Getting Pregnant In the 20s, 30s, 40s and what comes next
You can find various info (which are most likely to be misinformations) out there about when is the right time to welcome that bundle of joy into your life. But no matter what search engine you’re going to, your grandmother or that random lady standing next to you at the grocery store says, there’s no perfect or ‘right’ time to get pregnant. However, plenty of factors and arguments actually can offer a glimpse behind the curtains, as in the type of pregnancy you’ll have to go through.
What is your age? Are you in your 20s or 30s? Or are you in your 40s? This might act as one of the main factors.
Whether you’re thinking of getting pregnant now, or a few years later, or whenever, here’s what you can expect.
After years of trying really really hard not to get pregnant (thank god for birth controls!), you can finally think about having a baby in your 20s. Many doctors even consider this age bracket to be perfect for conceiving, well, of course, because of youth! Your body is capable, strong, and ready to carry around another human being inside you.

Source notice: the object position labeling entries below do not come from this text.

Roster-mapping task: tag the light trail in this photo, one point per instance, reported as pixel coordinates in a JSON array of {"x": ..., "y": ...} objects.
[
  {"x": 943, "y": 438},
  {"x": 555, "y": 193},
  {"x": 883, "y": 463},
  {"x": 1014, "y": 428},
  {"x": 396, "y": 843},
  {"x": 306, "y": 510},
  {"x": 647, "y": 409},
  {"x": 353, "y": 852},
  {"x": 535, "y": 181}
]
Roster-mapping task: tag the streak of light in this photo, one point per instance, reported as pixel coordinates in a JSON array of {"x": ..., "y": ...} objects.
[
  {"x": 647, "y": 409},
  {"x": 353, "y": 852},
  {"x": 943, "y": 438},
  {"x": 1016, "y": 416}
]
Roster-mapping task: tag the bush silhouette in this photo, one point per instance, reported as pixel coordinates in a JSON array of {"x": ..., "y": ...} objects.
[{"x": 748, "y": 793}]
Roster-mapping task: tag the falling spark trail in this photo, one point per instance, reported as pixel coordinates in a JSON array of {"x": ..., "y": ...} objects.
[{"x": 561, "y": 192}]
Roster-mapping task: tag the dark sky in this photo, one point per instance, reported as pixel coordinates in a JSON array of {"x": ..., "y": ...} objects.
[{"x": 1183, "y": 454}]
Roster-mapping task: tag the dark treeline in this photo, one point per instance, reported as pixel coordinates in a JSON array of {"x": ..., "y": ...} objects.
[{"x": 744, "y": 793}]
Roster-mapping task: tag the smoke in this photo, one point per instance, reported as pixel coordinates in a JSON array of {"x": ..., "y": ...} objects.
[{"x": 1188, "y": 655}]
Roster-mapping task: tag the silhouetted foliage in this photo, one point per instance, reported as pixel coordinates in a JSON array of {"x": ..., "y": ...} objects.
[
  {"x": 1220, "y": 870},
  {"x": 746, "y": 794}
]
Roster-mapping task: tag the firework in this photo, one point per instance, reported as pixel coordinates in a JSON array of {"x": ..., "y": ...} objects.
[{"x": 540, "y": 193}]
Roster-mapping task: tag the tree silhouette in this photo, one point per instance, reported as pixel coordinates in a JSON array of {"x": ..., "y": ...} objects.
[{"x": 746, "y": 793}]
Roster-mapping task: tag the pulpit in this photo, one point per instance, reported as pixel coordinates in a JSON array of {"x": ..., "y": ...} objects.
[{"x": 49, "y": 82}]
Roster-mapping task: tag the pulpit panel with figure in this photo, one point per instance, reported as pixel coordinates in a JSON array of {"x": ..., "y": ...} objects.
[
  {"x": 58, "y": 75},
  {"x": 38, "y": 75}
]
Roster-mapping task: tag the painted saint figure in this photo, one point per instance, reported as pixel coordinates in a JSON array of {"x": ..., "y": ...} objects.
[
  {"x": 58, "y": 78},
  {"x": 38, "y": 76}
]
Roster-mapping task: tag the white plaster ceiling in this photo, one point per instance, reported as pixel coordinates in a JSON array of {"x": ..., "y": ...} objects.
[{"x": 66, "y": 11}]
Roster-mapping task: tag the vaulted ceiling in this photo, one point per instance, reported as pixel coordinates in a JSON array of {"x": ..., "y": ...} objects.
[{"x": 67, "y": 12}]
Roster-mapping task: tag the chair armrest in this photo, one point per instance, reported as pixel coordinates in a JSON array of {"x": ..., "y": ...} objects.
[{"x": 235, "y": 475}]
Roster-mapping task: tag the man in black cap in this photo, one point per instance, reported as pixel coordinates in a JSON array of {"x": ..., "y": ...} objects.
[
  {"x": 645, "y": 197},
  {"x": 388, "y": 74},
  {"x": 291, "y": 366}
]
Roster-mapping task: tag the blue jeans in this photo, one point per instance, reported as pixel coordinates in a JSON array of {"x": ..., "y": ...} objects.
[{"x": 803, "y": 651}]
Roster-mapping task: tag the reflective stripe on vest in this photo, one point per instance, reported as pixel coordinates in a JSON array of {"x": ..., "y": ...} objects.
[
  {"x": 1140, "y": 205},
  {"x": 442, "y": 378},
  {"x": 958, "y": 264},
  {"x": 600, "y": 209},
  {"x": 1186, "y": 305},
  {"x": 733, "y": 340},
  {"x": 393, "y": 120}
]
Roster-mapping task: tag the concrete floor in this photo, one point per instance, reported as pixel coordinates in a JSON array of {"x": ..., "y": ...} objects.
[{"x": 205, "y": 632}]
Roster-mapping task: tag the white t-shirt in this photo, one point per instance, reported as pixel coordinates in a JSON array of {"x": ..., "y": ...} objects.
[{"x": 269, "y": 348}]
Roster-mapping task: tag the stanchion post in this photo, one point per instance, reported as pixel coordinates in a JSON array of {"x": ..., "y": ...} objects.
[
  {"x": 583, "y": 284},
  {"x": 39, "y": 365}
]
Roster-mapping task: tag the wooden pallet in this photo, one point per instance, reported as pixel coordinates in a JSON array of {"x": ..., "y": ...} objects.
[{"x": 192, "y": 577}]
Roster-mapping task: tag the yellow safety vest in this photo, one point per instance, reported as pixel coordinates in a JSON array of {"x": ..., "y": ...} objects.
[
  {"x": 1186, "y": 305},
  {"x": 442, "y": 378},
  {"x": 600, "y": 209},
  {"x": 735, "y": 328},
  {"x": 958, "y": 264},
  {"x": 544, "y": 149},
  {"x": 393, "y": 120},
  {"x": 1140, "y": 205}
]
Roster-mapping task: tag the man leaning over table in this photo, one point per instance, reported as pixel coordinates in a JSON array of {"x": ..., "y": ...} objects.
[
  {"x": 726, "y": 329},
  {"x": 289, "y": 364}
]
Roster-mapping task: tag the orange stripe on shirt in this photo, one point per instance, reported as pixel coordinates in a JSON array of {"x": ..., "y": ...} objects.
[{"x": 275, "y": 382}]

A normal pregnancy in your 20s comes with low risk, as in developing Gestational Diabetes or Preeclampsia is less likely. If that wasn’t enough to convince you, getting pregnant in your 20s leads to a lower risk of Breast and Ovarian Cancer later in life. Conceiving the baby can turn out to be easier too, as your fertility rates are high.
Ohh, yes, if you’re worried about the energy, it wasn’t that far back when you were pulling all-nighters with your friends, so… you get the idea!
Your mother, relatives and some of your friends might have had told you that at 35 your biological clock tends to slow down. But the truth to be told: A pregnancy in your 30s can be a lot similar to that of in your twenties; it can turn out to be just as low-risk.
All things considered, if you have any medical issues, like High Blood Pressure or Diabetes, then you’ll have to frequent your doctor even more. Also after 35, you tend to have a higher possibility of needing to have a Cesarean section. And the infertility rate starts to rise up, as does the possibility of suffering a miscarriage.
While a healthy pregnancy is completely on the cards, your doctor will want you to keep a close inspection on you. Which roughly translates to more prenatal visits, frequent screenings.
The miscarriage rate in this decade is pretty high, so be very vigilant and take care of yourself. There are also chances that you may develop High Blood Pressure, Preeclampsia, Placental problems, or even Diabetes.